Segundo informações da Secretaria de Administração Penitenciária (SEAP), Rafael foi internado no último dia 22 após relatar ter ingerido uma grande quantidade de comprimidos de um medicamento controlado, prescrito por psiquiatra do sistema prisional. A pasta informou que a morte foi provocada por “possível overdose”, configurando uma tentativa de suicídio que resultou no óbito às 21h41 de quinta-feira.
O policial chegou a ser atendido em dois hospitais antes de ter o estado de saúde agravado. Ainda de acordo com a SEAP, o caso será formalmente registrado e a causa da morte confirmada por laudo médico.

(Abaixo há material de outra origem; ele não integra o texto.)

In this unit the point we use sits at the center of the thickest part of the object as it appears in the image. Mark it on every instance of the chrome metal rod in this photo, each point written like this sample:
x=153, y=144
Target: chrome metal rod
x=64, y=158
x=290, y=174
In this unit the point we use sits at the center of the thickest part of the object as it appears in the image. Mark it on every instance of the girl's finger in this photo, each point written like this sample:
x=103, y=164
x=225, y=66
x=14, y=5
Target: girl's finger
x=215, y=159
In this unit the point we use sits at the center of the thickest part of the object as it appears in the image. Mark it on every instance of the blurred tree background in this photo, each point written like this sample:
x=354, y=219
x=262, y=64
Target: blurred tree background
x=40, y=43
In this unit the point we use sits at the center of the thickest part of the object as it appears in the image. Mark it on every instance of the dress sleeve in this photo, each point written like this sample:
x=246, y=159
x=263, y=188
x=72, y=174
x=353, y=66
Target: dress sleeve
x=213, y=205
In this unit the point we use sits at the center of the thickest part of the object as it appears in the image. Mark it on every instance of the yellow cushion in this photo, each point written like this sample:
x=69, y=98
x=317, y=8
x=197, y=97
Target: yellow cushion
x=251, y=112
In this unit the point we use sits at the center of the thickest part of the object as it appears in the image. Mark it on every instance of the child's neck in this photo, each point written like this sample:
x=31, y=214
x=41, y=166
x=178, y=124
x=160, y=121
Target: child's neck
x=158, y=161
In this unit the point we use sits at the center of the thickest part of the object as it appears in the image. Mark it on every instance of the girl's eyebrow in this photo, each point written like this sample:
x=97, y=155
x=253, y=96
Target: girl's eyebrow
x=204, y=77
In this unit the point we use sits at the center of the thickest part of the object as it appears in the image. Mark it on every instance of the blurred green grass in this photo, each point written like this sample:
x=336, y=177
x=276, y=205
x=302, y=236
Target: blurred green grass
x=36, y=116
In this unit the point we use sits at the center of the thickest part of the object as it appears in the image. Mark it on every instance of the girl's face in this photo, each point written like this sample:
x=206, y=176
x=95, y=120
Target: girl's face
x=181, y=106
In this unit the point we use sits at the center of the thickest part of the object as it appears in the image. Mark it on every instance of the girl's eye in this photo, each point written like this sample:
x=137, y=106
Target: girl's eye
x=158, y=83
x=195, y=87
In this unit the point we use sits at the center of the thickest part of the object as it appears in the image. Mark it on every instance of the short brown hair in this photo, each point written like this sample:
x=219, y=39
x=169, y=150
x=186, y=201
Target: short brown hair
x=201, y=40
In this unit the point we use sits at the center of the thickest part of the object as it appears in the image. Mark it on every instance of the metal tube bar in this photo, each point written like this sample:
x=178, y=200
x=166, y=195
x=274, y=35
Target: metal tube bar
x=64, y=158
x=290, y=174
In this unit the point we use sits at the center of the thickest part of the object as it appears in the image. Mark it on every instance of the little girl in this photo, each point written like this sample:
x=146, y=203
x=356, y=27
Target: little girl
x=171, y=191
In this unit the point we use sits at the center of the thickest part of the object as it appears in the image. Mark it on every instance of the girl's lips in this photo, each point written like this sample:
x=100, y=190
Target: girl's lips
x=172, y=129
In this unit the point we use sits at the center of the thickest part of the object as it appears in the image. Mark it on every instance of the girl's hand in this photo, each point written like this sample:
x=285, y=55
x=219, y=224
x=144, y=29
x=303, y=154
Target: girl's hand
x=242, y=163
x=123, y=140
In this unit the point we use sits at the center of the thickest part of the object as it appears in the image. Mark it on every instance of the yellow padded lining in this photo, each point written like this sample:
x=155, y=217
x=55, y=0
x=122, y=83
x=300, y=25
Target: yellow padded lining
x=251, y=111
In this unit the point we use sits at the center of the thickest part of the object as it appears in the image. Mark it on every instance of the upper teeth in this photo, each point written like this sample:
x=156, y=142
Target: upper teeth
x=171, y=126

Maria Cláudia foi encontrada sem vida dentro do carro do casal, no banco traseiro, com um disparo de arma de fogo no tórax. A investigação apontou o companheiro como principal suspeito, e o Ministério Público havia denunciado Rafael por feminicídio.
Testemunhas relataram que o policial já vinha apresentando alterações de comportamento e fazia uso de medicamentos controlados. Em 2019, ele já havia sido alvo de boletim de ocorrência por ameaça.
Com a morte do réu, o processo criminal deverá ser extinto, já que a legislação brasileira prevê a perda de objeto da ação penal em caso de falecimento do acusado antes da sentença final.